Pydantic‑AI agent + Logfire

# pip install pydantic-ai logfire
from pydantic_ai import Agent
import logfire

logfire.configure(service_name="policy-agent")
logfire.instrument_pydantic_ai()  # auto-trace Pydantic‑AI agents

policy = Agent("You extract policy details from PDFs and return JSON.")
# ...tool defs...
result = policy.run("What is the refund window in doc.pdf?")

LangGraph supervisor + LangSmith evals

# In tests/: create a small dataset and score with LangSmith evaluators
# Then add a build step that fails if the score drops.

OpenAI Agents + Logfire + OTel to LangSmith

# Trace the agent session in Logfire and also forward OTel spans to LangSmith
logfire.instrument_openai_agents()
# Configure an OTLP exporter (see above) pointing at LangSmith

Gotchas & guardrails

  • Noisy spans: scope your instrumentation; don’t wrap hot loops. Group spans logically (tool, retrieval, synthesis).
  • Eval drift: freeze datasets and record model/params with each run. Re‑run goldens on prompt or tool changes.
  • Privacy: use provider redaction/scrubbing; avoid dropping raw PII into traces.
  • Cost math: emit per‑run token + latency counters; watch p95 and 99.

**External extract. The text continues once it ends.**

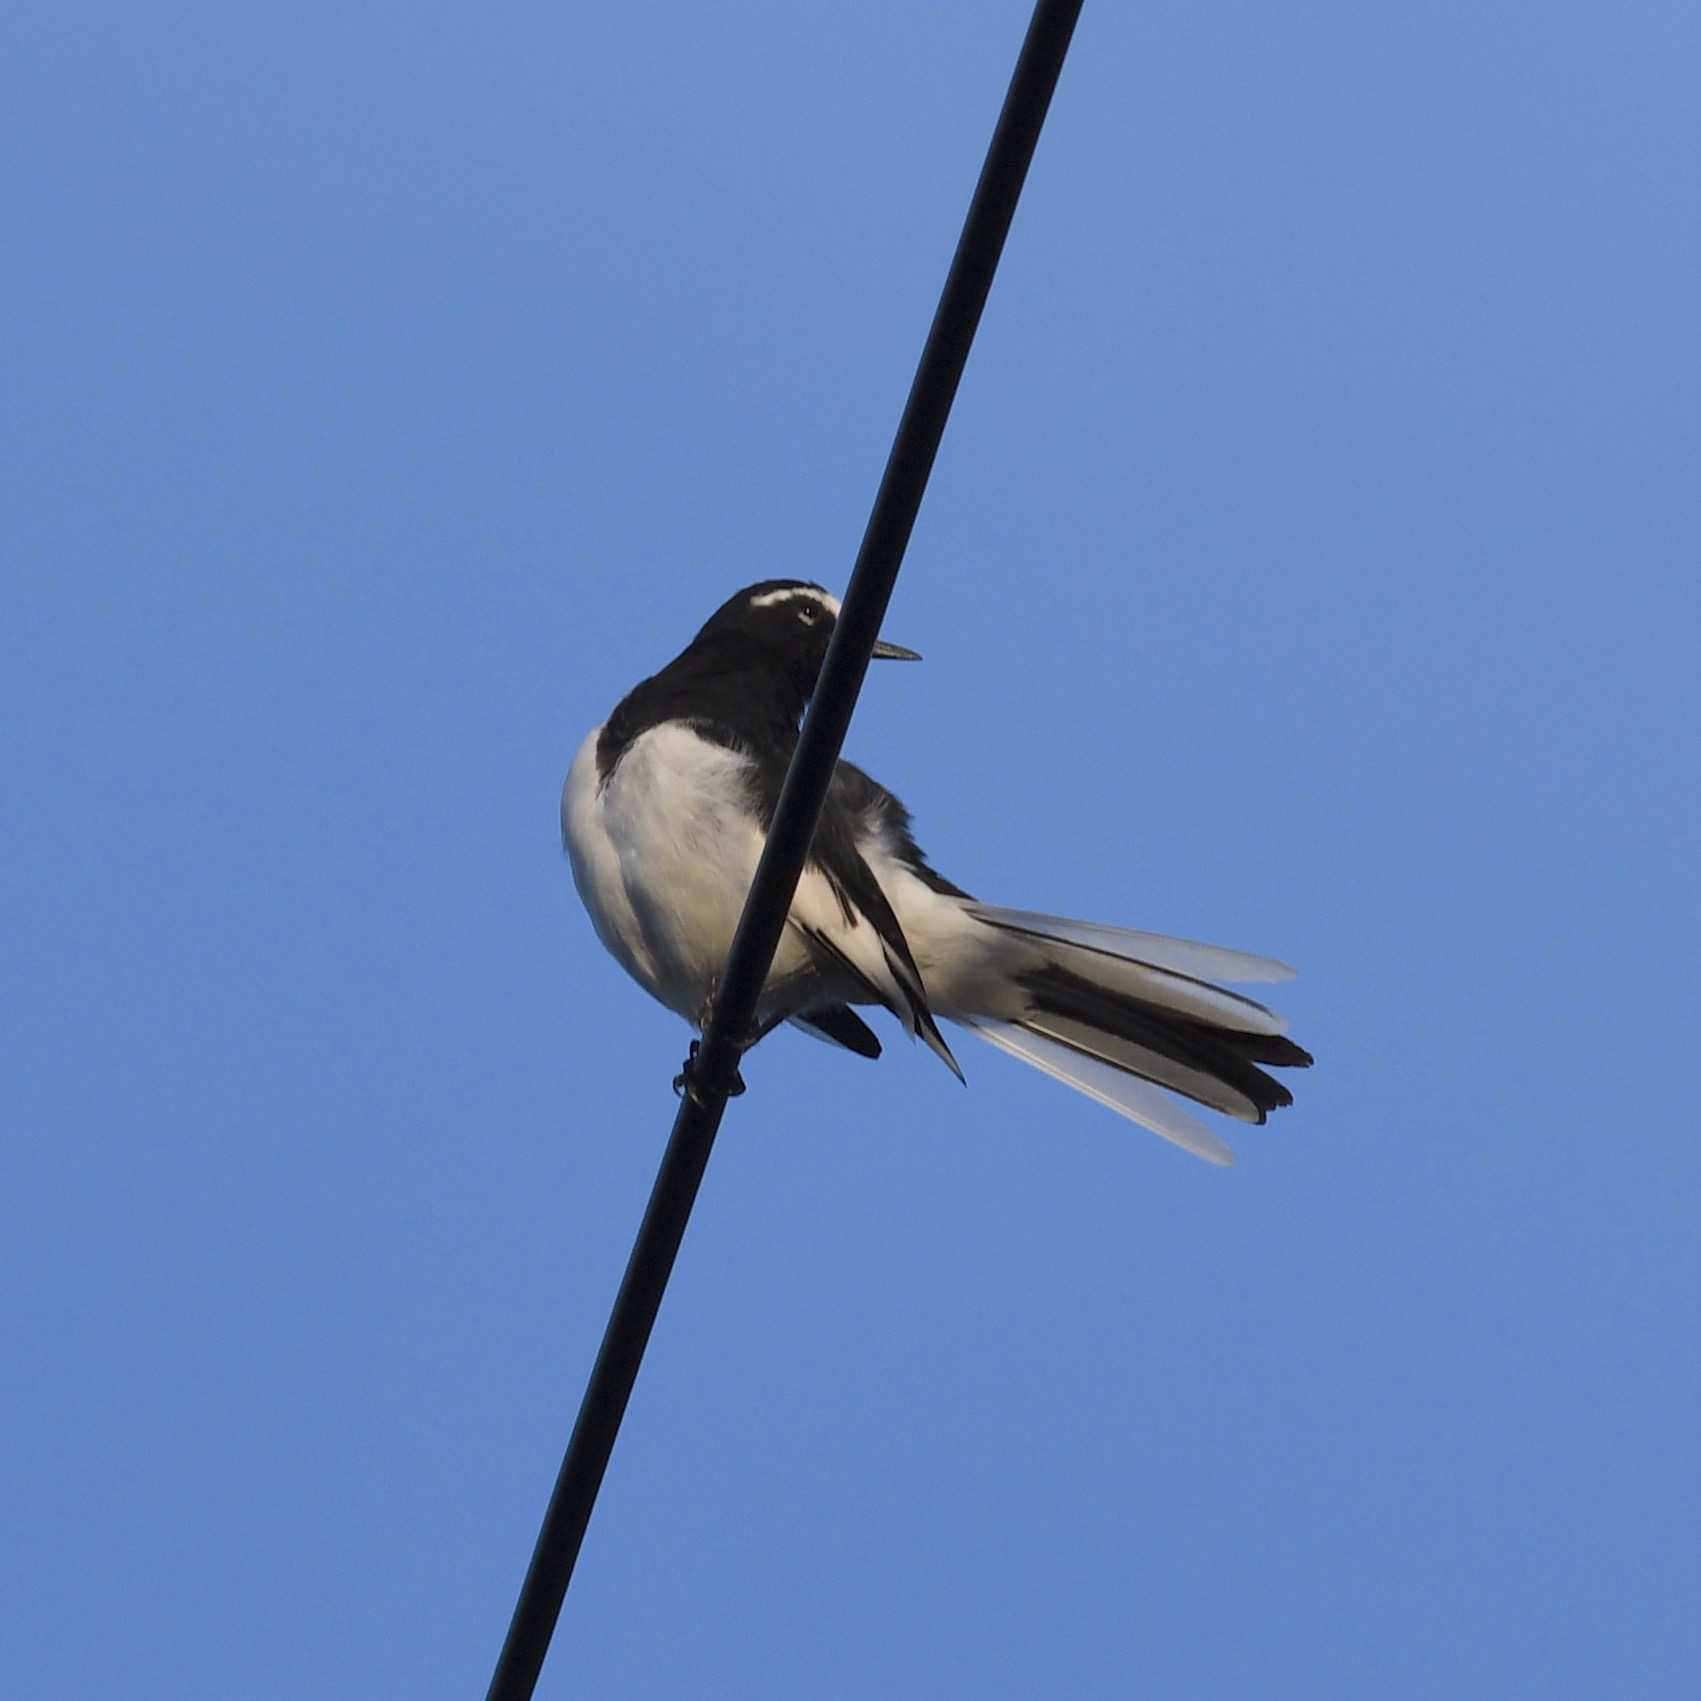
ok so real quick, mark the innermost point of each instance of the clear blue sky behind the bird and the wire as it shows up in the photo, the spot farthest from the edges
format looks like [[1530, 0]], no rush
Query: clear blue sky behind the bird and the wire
[[1311, 567]]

Decision cheat‑sheet (bookmark this)

  • Shipping a LangGraph agent to prod? Start with LangSmith for evals/trace. Add Logfire when you wire real tools/infra.
  • Building agents without LangChain (Pydantic‑AI/OpenAI Agents/custom)? Start with Logfire; bring in LangSmith once you formalize evals.
  • SREs asking for one telemetry standard? Keep OTel central. Logfire is OTel‑native; LangSmith ingests OTel—so you can correlate everywhere.